However much comedy is about ‘the way you tell ‘em’, there still has to be something to actually tell
Feeling like a series of loosely connected comedy sketches, Night School very often falls short of the mark, becoming a comedy with no real direction and certainly no purpose. Kevin Hart’s delivery is usually the picture’s only saviour, and however much comedy is about ‘the way you tell ‘em’, there still has to be something to actually tell.
Teddy Walker (Kevin Hart) has everything he’s ever wanted in life. Cars, money, and women. But just when things look as if they could never be better for him, his life falls apart, and Teddy needs to find a new job fast. Promised a high position at a finance firm by his best friend Marvin, Teddy must go back to school and get his GED. Yet, having previous history with the head teacher, and a notoriously tough night school trainer, things won’t be as easy as he first thought.

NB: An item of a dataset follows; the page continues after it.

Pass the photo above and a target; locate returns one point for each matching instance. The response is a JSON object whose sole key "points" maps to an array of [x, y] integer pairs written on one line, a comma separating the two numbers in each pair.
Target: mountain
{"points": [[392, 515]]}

Night School offers the predictability of an American comedy mixed with popular themes in an attempt to draw an audience. ‘Kevin Hart getting his GED’ is such an empty plot device it needed padding out, and offering that in the form of Tiffany Haddish was a fabulous idea, which quickly becomes wasted with her reduced to mere dancing and the spewing out of continuous comedic ‘burns’. It doesn’t work as a feature, and that is all too obvious to see.
Most of the jokes focusing on ‘black voice’ and stereotypes drag the performances down, even though they’re above par for a comedy produced in 2018. There’s no real highlights or climax, and that leaves behind a very run of the mill comedy with very, very little to say.